Perché ha deciso di impegnarsi in politica e quali sono i valori fondamentali che la animano e ispirano sia nella vita privata che in quella politica?
«Sono alla mia prima esperienza politica. Sono stato, nel 1982, fondatore del Centro di aiuto alla vita di Bari e del consultorio per la famiglia e i principi che mi animano sono essenzialmente i principi non negoziabili e i quattro pilastri della dottrina sociale della Chiesa: persona, bene comune, sussidiarietà e solidarietà. Ho inoltre da sempre collaborato con il Movimento per la Vita e con il progetto Gemma».
L’Italia sta affrontando un drammatico declino demografico e in alcuni casi alcune Regioni hanno liberalizzato o vogliono farlo la pillola abortiva RU486. Quali strumenti ha a disposizione la Regione e quali proposte concrete sosterrà per agevolare le natalità anche garantendo alternative all’aborto? A tal proposito, pensa di replicare il buon esempio della Regione Piemonte che ha dato vita all’efficace Fondo “Vita Nascente”?
«Dall’inizio del mio percorso professionale sono stato sempre impegnato nella difesa della vita nascente e delle donne che sono in difficoltà nel portare avanti la gravidanza. Ho realizzato e sostenuto esperienze concrete di accoglienza ed ospitalità e luoghi di sostegno psicologico e materiale quali il centro di aiuto alla vita e il Consultorio. Mi batterò perché venga sempre più attuata la parte propositiva della legge 194/78 (sulla tutela sociale della maternità) e perché gli obiettori di coscienza non siano discriminati».

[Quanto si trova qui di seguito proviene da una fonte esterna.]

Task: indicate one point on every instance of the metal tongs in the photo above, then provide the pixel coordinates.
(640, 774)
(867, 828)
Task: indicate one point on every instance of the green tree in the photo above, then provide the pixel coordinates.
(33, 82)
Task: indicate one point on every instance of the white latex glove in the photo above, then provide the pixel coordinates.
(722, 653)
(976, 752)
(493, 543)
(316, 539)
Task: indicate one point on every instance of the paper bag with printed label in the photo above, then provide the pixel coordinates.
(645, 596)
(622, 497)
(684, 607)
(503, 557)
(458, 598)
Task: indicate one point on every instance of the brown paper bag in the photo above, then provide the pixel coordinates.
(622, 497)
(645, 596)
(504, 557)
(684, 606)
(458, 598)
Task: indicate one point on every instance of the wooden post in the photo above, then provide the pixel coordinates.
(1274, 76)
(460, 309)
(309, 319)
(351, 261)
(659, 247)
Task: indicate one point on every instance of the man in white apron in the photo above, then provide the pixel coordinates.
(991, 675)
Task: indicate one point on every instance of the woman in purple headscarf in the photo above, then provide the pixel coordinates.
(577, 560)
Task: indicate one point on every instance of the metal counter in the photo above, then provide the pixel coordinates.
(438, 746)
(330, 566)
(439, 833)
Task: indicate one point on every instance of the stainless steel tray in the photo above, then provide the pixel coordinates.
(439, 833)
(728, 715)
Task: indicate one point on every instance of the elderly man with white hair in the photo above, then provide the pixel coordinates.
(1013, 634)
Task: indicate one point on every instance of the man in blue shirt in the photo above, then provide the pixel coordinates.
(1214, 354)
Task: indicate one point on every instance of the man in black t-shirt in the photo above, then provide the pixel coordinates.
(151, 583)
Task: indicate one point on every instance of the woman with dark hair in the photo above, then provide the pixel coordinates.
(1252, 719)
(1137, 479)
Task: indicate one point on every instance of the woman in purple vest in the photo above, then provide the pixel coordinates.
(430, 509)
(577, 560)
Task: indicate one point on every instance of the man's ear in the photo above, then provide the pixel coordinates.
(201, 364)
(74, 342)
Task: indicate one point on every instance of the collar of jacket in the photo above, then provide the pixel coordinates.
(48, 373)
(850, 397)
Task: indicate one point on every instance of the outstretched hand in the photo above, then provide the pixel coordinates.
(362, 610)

Alcune Regioni stanno lavorando su leggi locali sul suicidio medicalmente assistito. Pensa sia un tema di competenza regionale? Se eletto, si impegna a bloccare simili processi nella sua regione e ad aumentare i fondi a disposizione delle cure palliative, degli Hospice e dell'assistenza domiciliare per anziani, fragili e malati?

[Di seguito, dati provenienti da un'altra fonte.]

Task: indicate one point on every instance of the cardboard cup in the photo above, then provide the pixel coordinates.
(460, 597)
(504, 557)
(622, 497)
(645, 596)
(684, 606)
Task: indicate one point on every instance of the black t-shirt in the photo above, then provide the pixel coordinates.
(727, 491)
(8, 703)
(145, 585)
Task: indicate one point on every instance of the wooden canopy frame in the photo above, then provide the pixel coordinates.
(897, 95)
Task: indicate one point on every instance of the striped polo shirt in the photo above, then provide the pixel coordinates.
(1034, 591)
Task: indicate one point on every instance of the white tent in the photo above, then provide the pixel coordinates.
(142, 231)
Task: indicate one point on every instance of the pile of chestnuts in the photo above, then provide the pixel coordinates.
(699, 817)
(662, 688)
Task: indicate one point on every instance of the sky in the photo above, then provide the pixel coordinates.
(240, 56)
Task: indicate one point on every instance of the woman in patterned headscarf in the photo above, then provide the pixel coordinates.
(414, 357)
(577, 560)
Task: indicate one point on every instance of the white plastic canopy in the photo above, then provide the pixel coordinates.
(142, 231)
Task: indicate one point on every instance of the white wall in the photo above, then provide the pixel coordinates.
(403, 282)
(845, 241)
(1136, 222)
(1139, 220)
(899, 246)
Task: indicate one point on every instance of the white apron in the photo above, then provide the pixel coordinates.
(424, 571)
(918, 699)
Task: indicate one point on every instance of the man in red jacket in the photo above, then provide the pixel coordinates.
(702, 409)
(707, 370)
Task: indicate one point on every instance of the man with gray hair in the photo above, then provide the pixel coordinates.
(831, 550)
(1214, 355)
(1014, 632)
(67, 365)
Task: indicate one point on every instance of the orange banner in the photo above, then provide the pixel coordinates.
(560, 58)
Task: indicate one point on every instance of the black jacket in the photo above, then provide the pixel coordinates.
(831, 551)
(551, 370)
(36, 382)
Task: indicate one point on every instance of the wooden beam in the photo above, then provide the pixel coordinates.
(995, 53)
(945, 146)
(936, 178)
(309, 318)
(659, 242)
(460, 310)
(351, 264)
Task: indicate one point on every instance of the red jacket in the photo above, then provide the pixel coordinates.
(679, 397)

«Sono già coinvolto con alcune associazioni locali che praticano cure palliative. Mi impegnerò per far incrementare fondi e progettualità regionali a favore delle cure palliative, di hospice, assistenza domiciliare per anziani, fragili e malati».
In che senso, secondo lei, la famiglia è la cellula fondamentale della società? Ci fa l’esempio di una misura sociale e fiscale concreta che presenterà in Consiglio Regionale per agevolare le famiglie, in particolare se numerose e/o con disabili o anziani a carico?
«Per agevolare le famiglie, istituzione in cui credo tantissimo, proporrò la riduzione del carico fiscale, il sostegno economico soprattutto a quelle che al proprio interno hanno componenti con disabilità e malattie perché possa essere agevolata la figura del caregiver familiare che in Puglia non è mai decollata a causa di inaudite lungaggini burocratiche»
Sapeva che le associazioni LGBT o “trans-femministe” a livello regionale si fanno promotori di istanze aberranti quali utero in affitto, carriera alias nelle scuole, matrimonio egualitario, transizione di genere anche per minori? In alcune Regioni, addirittura, avvalendosi del patrocinio e quindi di finanziamenti proprio da parte della politica. Che ne pensa? È pronto a difendere la libertà educativa dei genitori e a contrastare ogni tipo di propaganda Lgbtqia+?
«Sono contro le pericolose derive dell’ideologia gender che vogliono coinvolgere anche i nostri bambini attraverso simulati corsi di educazione sessuale ai quali i nostri minori non dovranno partecipare senza il preventivo consenso informato espresso dei propri genitori. In tal senso sono stato promotore di una serie di audizioni regionali per scongiurare l’approvazione da parte del Consiglio regionale di un disegno di legge che non è stato mai approvato e che era ben peggiore del disegno di legge Zan».